Re: [PATCH] x86: Implement arch_prctl(ARCH_VSYSCALL_LOCKOUT) to disable vsyscall

From: Florian Weimer
Date: Fri Nov 26 2021 - 18:20:30 EST


* Andy Lutomirski:

> On Fri, Nov 26, 2021, at 12:24 PM, Florian Weimer wrote:
>> * Andy Lutomirski:
>>
>>> On Fri, Nov 26, 2021, at 5:47 AM, Florian Weimer wrote:
>>>> Distributions struggle with changing the default for vsyscall
>>>> emulation because it is a clear break of userspace ABI, something
>>>> that should not happen.
>>>>
>>>> The legacy vsyscall interface is supposed to be used by libcs only,
>>>> not by applications. This commit adds a new arch_prctl request,
>>>> ARCH_VSYSCALL_LOCKOUT. Newer libcs can adopt this request to signal
>>>> to the kernel that the process does not need vsyscall emulation.
>>>> The kernel can then disable it for the remaining lifetime of the
>>>> process. Legacy libcs do not perform this call, so vsyscall remains
>>>> enabled for them. This approach should achieves backwards
>>>> compatibility (perfect compatibility if the assumption that only libcs
>>>> use vsyscall is accurate), and it provides full hardening for new
>>>> binaries.
>>>
>>> Why is a lockout needed instead of just a toggle? By the time an
>>> attacker can issue prctls, an emulated vsyscall seems like a pretty
>>> minor exploit technique. And programs that load legacy modules or
>>> instrument other programs might need to re-enable them.
>>
>> For glibc, I plan to add an environment variable to disable the lockout.
>> There's no ELF markup that would allow us to do this during dlopen.
>> (And after this change, you can run an old distribution in a chroot
>> for legacy software, something that the userspace ABI break prevents.)
>>
>> If it can be disabled, people will definitely say, “we get more complete
>> hardening if we break old userspace”. I want to avoid that. (People
>> will say that anyway because there's this fairly large window of libcs
>> that don't use vsyscalls anymore, but have not been patched yet to do
>> the lockout.)
>
> I’m having trouble following the logic.
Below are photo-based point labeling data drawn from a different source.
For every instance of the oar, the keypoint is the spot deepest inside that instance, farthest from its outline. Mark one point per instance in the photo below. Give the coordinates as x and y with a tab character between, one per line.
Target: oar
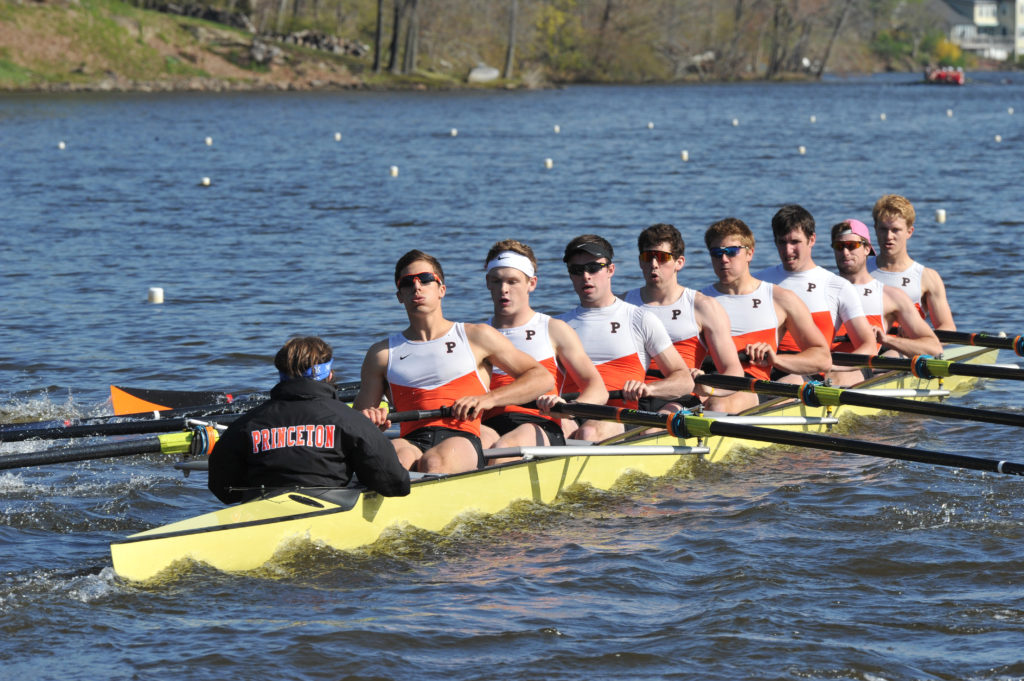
981	339
683	424
178	442
926	367
820	395
11	432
What I mean is that I think it
> should be possible to do the arch_prctl again to turn vsyscalls back
> on.

The “By the time an attacker can issue prctls” argument does resonate
with me, but I'm not the one who needs convincing.

I can turn this into a toggle, and we could probably default our builds
to vsyscalls=xonly. Given the userspace ABI impact, we'd still have to
upstream the toggle. Do you see a chance of a patch a long these lines
going in at all, given that it's an incomplete solution for
vsyscall=emulate?

>> Maybe the lockout also simplifies the implementation?
>>
>>> Also, the interaction with emulate mode is somewhat complex. For now,
>>> let’s support this in xonly mode only. A complete implementation will
>>> require nontrivial mm work. I had that implemented pre-KPTI, but KPTI
>>> made it more complicated.
>>
>> I admit I only looked at the code in emulate_vsyscall. It has code that
>> seems to deal with faults not due to instruction fetch, and also checks
>> for vsyscall=emulate mode. But it seems that we don't get to this point
>> for reads in vsyscall=emulate mode, presumably because the page is
>> already mapped?
>
> Yes, and, with KPTI off, it’s nontrivial to unmap it. I have code for
> this, but I’m not sure the complexity is worthwhile.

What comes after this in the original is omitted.